Japan subscribes to the IMF's Special Data Dissemination Standard (SDDS) and meets or exceeds most requirements of coverage, periodicity, and timeliness of its data. However, the SDDS website discloses that Japan avails itself of flexibility options for its central and general government operations data. The website shows that Japan produces advance release calendars for its fiscal sector data, and makes such data available to all interested users simultaneously. There is no government access to the fiscal data, and no commentary accompanies the release of general government or public sector operations data.

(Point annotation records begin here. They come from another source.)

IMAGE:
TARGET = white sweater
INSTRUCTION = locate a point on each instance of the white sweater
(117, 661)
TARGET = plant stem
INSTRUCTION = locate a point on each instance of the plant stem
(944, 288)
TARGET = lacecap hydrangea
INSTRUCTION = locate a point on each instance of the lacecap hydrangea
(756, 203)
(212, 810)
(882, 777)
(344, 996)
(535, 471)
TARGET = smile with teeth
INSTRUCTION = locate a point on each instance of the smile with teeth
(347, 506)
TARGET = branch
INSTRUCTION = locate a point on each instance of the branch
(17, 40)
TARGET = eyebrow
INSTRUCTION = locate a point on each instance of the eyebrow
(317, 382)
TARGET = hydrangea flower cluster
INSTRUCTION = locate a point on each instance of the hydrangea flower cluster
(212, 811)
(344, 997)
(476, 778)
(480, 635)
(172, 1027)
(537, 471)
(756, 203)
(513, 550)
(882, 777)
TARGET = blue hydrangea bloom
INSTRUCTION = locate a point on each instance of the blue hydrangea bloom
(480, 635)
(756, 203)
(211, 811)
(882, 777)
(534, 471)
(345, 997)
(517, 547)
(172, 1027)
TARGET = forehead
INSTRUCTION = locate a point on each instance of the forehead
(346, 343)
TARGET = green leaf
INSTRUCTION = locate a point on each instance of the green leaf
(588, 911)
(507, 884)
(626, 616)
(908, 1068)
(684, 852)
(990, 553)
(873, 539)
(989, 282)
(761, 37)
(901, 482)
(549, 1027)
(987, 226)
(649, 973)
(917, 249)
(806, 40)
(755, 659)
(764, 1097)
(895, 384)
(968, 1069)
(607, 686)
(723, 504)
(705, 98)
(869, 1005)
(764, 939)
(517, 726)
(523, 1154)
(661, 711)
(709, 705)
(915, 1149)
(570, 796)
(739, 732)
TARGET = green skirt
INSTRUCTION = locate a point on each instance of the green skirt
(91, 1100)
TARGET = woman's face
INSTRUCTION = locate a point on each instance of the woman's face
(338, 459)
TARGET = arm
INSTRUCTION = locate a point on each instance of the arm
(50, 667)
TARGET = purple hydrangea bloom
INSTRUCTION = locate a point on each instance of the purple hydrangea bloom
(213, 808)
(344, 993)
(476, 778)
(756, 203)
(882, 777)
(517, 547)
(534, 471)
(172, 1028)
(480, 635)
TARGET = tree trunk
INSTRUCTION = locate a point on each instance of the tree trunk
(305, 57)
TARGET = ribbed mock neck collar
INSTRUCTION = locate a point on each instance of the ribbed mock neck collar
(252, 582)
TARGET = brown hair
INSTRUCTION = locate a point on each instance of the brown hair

IIIndependent assurances of integrity.
The IMF's 2001 ROSC states that "fiscal information is subject to effective independent audit" (p. 12). However, the assessment does not specifically address Japan's compliance with this principle. The Constitution mandates that the Board of Audit conduct an annual audit of the final accounts. The Board of Audit is legally independent of the Cabinet. Every November, the Board's submits its audit report to the Cabinet, which then submits the report to the Diet. Upon submission to the Cabinet, the Board also disseminates a summary of its audit report to the press. Perhaps most importantly, the Board of Audit is legally authorized to require the rectification of any improprieties it identifies.
To maximize the integrity of budget data, final accounts are fully reconciled with the budget and with the Bank of Japan's accounting report on the national treasury accounts. The ROSC finds that Japan's decentralized approach to the compilation of government finance statistics further enhances independent assurances of integrity. For instance, the national accounts and the national government finance statistics are prepared by two separate independent bodies, the Economic and Social Research Institute of the Cabinet Office and the Budget Bureau of the Ministry of Finance, respectively. The ROSC found Japan's budget data to be based on fairly reliable forecasts and expenditure estimates in initial budgets. However, the ROSC cautioned that that Japan's heavy reliance on supplementary budgets diminished the significance of the estimates, and of the initial budget as a measure of fiscal stance. In its 2004 ROSC Update, the IMF applauded Japan's efforts to reduce its reliance on supplementary budgets since 2003.